Wednesday, March 22, 2006

What's Happening on the Larger Time Frame: Does It Matter?

A reader recently made the valuable point that, in addition to looking at such key aspects of the market as volatility, momentum, trend, and sentiment, it is necessary to look across different time frames. That raises an interesting question: Do time frames matter? If we see a historical pattern on one time frame, does what's happening on the larger time frame make a difference?

To address this issue, I looked at yesterday's market, in which SPY was down -.63%. Going back to March, 2003 (N = 765), I found 95 occurrences in which SPY was down between half a percent and a full percent. The next two days in SPY averaged a gain of .20% (55 up, 40 down), stronger than the average two-day gain in the SPY sample of .12%.
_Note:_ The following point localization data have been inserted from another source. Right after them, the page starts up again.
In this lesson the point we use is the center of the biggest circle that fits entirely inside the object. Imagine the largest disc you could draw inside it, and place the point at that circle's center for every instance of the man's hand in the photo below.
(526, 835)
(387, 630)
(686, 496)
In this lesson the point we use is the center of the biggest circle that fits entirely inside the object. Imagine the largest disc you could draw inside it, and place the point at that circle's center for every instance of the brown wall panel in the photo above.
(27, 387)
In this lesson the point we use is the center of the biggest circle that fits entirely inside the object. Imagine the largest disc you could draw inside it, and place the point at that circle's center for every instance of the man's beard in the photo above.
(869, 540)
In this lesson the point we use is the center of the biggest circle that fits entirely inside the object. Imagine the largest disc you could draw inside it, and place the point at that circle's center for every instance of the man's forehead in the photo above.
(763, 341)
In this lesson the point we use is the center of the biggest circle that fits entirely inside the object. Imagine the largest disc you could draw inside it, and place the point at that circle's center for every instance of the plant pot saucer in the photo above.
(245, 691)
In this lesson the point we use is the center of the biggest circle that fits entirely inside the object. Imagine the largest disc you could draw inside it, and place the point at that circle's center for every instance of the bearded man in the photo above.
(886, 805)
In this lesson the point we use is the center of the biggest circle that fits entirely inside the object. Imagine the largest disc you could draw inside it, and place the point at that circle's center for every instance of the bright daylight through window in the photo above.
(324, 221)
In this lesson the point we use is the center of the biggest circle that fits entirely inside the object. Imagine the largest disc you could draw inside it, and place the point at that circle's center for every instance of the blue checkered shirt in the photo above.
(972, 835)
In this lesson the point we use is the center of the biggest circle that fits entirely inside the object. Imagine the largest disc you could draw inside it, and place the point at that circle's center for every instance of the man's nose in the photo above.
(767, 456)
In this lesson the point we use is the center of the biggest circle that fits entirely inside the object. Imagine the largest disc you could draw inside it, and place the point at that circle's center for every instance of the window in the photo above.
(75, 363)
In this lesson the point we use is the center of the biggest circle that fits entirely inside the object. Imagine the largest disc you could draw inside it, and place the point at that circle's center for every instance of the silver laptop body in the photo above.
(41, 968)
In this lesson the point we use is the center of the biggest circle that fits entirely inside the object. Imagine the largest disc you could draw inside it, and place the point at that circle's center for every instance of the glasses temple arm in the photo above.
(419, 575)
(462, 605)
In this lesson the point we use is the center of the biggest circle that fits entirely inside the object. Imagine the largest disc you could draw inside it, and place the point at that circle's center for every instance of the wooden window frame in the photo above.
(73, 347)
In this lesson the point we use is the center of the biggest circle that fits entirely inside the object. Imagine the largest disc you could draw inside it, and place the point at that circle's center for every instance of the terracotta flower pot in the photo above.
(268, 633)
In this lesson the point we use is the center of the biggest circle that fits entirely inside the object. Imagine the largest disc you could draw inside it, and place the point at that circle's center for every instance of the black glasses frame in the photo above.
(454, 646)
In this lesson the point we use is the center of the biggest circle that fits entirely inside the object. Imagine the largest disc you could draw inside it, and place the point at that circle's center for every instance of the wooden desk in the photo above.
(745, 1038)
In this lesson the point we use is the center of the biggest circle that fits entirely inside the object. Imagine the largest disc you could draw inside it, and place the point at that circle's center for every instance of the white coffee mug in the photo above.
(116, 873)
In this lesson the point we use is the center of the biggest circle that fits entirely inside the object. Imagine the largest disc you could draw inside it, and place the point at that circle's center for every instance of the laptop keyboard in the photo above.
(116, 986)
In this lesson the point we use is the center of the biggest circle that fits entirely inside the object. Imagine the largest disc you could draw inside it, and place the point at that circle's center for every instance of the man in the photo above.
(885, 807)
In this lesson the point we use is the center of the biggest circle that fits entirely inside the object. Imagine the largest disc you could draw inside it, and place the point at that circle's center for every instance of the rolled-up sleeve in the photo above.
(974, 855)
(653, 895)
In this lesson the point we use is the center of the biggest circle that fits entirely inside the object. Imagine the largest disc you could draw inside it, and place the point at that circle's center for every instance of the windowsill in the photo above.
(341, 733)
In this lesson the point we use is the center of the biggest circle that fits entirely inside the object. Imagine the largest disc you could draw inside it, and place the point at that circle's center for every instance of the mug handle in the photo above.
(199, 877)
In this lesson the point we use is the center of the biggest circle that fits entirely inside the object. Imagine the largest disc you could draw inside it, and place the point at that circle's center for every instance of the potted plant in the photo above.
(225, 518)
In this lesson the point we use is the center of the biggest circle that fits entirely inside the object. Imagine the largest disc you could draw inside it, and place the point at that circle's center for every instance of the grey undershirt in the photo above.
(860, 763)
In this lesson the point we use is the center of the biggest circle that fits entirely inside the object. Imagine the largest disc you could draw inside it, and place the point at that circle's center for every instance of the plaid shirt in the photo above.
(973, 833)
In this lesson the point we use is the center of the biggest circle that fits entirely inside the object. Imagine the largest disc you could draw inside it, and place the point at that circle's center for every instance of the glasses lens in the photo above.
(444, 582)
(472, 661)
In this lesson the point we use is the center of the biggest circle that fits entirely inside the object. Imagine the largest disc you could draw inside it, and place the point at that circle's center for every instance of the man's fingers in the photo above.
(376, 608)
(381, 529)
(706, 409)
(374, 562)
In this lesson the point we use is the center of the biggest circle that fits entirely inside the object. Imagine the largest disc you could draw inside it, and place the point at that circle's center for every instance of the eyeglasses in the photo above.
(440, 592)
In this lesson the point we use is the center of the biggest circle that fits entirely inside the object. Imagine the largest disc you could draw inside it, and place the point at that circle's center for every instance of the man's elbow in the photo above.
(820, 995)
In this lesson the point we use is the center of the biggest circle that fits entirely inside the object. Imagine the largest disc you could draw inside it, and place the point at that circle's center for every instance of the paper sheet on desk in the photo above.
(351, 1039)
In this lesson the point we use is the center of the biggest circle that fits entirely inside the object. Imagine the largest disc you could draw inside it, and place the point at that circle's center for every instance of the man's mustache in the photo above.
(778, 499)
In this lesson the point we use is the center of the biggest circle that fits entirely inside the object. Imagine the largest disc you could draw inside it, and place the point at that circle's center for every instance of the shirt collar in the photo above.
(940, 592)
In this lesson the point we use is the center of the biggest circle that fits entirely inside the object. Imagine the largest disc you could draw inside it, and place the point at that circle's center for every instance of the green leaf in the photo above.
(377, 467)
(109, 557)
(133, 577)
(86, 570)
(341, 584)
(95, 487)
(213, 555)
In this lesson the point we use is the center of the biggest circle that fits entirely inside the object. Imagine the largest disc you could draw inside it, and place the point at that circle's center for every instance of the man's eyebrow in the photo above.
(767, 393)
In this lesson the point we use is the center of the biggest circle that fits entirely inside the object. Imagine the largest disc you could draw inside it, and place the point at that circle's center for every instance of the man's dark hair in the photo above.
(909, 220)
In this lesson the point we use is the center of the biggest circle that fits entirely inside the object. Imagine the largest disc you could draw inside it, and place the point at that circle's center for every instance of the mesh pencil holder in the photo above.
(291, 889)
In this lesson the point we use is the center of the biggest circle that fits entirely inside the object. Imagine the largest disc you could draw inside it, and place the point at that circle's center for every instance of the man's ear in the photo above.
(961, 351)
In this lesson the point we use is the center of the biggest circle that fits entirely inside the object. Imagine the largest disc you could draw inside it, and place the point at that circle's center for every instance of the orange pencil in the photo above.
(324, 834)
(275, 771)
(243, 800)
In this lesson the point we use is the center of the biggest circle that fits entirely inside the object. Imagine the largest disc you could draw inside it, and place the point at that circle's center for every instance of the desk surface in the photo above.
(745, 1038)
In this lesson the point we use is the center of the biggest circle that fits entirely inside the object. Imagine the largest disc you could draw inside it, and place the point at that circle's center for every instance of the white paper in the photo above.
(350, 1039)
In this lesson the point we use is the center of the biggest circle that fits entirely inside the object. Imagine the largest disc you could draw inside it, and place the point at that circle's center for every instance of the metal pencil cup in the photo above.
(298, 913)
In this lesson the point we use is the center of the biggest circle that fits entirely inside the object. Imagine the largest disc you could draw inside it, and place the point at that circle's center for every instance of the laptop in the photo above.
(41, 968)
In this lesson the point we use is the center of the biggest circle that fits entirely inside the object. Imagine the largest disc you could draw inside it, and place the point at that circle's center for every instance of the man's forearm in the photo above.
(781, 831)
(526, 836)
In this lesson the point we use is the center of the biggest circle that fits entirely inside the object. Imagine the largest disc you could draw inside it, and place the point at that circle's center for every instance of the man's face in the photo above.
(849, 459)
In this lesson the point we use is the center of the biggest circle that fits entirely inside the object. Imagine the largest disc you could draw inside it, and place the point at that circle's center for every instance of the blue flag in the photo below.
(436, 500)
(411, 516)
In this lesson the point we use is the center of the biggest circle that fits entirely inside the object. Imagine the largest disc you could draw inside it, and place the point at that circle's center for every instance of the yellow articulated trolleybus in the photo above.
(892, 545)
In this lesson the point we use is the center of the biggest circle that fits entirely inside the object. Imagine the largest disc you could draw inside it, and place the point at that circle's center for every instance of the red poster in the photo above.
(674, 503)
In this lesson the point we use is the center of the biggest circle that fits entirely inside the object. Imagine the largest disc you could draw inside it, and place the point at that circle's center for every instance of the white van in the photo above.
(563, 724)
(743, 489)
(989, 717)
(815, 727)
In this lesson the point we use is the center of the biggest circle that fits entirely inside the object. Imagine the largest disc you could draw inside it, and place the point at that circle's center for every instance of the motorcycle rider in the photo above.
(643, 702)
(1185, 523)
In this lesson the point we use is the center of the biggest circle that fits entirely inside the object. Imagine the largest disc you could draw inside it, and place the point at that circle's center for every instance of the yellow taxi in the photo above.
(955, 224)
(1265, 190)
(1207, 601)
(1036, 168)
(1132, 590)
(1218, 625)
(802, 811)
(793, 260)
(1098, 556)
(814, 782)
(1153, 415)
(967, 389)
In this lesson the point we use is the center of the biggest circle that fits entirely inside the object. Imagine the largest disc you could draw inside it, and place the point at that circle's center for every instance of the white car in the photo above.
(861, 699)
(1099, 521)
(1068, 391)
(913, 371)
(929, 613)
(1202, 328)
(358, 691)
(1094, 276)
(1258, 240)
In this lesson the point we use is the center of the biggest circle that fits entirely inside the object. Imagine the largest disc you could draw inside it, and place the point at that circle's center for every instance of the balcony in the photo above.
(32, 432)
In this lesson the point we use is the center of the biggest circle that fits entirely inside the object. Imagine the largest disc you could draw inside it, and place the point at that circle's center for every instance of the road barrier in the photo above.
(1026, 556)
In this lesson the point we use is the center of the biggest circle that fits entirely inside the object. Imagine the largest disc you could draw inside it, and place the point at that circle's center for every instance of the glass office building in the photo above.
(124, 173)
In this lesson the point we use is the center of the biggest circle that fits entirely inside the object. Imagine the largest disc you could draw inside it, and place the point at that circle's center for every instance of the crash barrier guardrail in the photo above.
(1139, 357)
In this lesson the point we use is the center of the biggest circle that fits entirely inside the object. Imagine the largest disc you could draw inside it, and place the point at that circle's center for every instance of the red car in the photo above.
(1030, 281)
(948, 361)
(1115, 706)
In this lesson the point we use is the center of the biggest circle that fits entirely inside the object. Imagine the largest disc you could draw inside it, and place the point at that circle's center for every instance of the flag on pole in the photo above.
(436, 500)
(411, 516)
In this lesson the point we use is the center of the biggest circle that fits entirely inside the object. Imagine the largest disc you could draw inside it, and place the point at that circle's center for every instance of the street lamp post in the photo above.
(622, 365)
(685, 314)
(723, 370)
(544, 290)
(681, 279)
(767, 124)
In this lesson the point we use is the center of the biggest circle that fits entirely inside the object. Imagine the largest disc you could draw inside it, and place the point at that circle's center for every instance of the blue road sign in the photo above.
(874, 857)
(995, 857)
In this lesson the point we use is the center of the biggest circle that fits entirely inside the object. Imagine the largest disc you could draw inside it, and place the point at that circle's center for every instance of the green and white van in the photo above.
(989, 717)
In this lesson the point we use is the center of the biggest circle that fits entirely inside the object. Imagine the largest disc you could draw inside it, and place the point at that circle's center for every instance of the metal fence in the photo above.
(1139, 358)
I then divided the same down day sample of SPY into two categories based on time frame performance. One group was down between half and a full percent and was making a five-day closing low (just like yesterday; N = 46). The other group was down by the same amount but not making a five-day closing low (N = 49).

When the down day in SPY was making a five-day low, the next two days in SPY averaged a gain of .40% (29 up, 17 down). When the down day in SPY was not making a five-day low, the next two days in SPY averaged a flat performance (26 up, 23 down). Thus, the bullish implications of a down SPY day are entirely attributable to the fact that they're five-day lows. The larger time frame matters quite a bit.

This is a moderately bullish consideration for today, especially if early action fails to take the averages below yesterday's lows. Hats off to the reader for an excellent observation.

2 comments:

John Wheatcroft said...

On a single-stock basis how is sentiment measured? I always felt that the sentiment towards any given issue is implied in the price and reflected in the volatility.

Brett Steenbarger, Ph.D. said...

Hi,

Volatility is different from sentiment, in that you can have volatile bullish or bearish periods. Sentiment can be assessed through put/call ratios, of course, but also by the ratio of volume traded at the bid vs. at the offer. I use the Market Delta program for the latter measurement. There are also ways of creating TICK measures for individual stocks just like the NYSE TICK. NeoTicker is an excellent program for that purpose.